Pipeline for Semantic Integration

“The asteroid to kill this dinosaur is still in orbit.” [1]

Semantic integration implies successfully harmonizing the semantics of two or more systems. The goal may sound simple but it is very hard to implement in our world of legacy systems, emerging technologies, and highly nuanced subject domains. To design robust, flexible and agile systems that are capable of achieving semantic harmonization, the paper looks back to the 70’s and examines a breakthrough in compiler development. The same design pattern is then applied to processes for semantic reconciliation using today’s technologies.

This paper will provide an overview of the steps needed to achieve the goal and present considerations for implementation. The paper does not attempt to explain the principles of lexical, syntactical or ontological analysis, rather it outlines how these process can be kept separate and applied in sequence to achieve semantic interoperability in today’s IT infrastructure consisting of legacy applications, EAI, B2B and Web Service/ESB/SOA technologies.

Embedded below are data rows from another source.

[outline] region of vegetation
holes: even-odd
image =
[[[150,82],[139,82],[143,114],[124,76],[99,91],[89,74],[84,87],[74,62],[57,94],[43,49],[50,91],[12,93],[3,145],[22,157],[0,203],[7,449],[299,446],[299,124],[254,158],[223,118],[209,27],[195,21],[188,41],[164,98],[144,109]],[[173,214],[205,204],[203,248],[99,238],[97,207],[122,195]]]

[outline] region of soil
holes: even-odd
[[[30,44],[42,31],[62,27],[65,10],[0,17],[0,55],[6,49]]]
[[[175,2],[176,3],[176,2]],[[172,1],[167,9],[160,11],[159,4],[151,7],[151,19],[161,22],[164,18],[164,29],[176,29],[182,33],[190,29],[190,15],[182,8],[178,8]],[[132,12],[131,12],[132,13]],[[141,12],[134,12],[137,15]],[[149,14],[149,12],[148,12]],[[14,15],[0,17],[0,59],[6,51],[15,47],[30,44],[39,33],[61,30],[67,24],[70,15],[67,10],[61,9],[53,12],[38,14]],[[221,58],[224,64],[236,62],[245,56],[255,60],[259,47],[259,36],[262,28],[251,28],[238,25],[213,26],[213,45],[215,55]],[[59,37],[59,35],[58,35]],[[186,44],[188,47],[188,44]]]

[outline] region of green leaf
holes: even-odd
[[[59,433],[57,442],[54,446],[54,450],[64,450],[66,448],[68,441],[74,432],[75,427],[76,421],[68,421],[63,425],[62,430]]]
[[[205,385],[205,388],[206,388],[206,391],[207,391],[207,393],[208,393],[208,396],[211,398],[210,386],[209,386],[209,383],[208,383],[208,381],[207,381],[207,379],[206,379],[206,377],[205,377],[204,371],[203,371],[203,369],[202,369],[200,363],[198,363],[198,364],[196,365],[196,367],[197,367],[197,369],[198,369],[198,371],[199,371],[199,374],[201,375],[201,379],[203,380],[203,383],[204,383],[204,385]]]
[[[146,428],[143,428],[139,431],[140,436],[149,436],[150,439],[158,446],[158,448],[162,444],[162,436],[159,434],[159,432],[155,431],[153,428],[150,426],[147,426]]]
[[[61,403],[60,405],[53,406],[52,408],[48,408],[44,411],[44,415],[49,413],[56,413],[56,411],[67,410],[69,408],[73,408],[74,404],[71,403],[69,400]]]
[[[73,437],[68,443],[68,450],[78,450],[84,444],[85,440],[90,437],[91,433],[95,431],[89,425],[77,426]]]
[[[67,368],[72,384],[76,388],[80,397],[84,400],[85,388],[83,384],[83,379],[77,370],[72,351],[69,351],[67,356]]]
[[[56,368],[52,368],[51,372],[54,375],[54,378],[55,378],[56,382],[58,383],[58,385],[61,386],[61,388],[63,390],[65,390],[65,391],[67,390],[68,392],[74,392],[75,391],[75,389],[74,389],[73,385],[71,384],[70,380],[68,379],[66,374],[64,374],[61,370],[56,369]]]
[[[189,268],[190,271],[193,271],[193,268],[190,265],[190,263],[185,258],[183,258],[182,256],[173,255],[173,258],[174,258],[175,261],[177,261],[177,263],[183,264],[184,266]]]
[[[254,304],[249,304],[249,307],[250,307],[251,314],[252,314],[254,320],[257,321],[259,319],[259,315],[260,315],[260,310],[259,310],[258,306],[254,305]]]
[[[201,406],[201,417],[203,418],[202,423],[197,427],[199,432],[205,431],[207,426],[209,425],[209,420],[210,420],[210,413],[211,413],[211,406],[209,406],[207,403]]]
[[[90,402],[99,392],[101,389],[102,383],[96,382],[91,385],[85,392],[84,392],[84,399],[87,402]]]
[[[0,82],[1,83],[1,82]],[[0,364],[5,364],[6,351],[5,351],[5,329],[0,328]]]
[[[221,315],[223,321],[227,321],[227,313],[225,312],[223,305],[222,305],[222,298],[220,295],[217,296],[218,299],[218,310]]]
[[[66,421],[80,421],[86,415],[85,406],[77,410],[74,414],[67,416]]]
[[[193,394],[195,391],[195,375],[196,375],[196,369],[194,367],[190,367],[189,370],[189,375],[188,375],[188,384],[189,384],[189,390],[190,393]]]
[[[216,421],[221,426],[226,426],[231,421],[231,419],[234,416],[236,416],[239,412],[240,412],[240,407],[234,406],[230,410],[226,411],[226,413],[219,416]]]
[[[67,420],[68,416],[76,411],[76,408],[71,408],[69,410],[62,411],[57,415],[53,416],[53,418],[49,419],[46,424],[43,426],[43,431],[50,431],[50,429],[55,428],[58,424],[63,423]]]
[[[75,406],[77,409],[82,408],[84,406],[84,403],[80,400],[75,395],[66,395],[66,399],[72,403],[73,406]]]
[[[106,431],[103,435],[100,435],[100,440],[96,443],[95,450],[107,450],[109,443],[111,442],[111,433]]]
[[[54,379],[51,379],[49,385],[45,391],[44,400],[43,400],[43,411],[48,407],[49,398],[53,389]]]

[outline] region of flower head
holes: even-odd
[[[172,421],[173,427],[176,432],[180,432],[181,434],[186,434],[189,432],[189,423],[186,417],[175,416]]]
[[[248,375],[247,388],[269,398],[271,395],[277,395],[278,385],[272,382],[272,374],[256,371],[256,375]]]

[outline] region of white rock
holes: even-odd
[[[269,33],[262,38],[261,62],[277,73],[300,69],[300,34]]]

The paper is intended for architects and designers; footnotes for text processing and semantic terms such as lexical, parsing and ontology are provided for other readers.

In the 70’s, two programs emerged from Bell Labs that radically changed compiler technology: Lex and Yacc. Compilers process a source code file and generate a different type of file. Early compilers were large, complicated programs whose cost of development limited their application. When S. Johnson, M. Lesk and E. Schmidt created Lex and Yacc, the costs of developing compilers went down and compiler technology found its way into new arenas.

In the simple example on the right, a Pascal expression is converted to FORTRAN using Lex and Yacc. The process:

A developer creates instructions that describe character patterns and terminal characters for Lex. Yacc then uses developer provided production rules to create the desired output.

The benefits of using standardized and separate tools were increased code reuse, reliability and decoupling the business logic from grammatical processing. Reuse led to Lex and Yacc being used for new classes of programs such as lint, the Portable C Compiler, and a system for typesetting mathematics (roff) [2]. Revolutionary in its time, roff is a direct predecessor of the word processors we use today.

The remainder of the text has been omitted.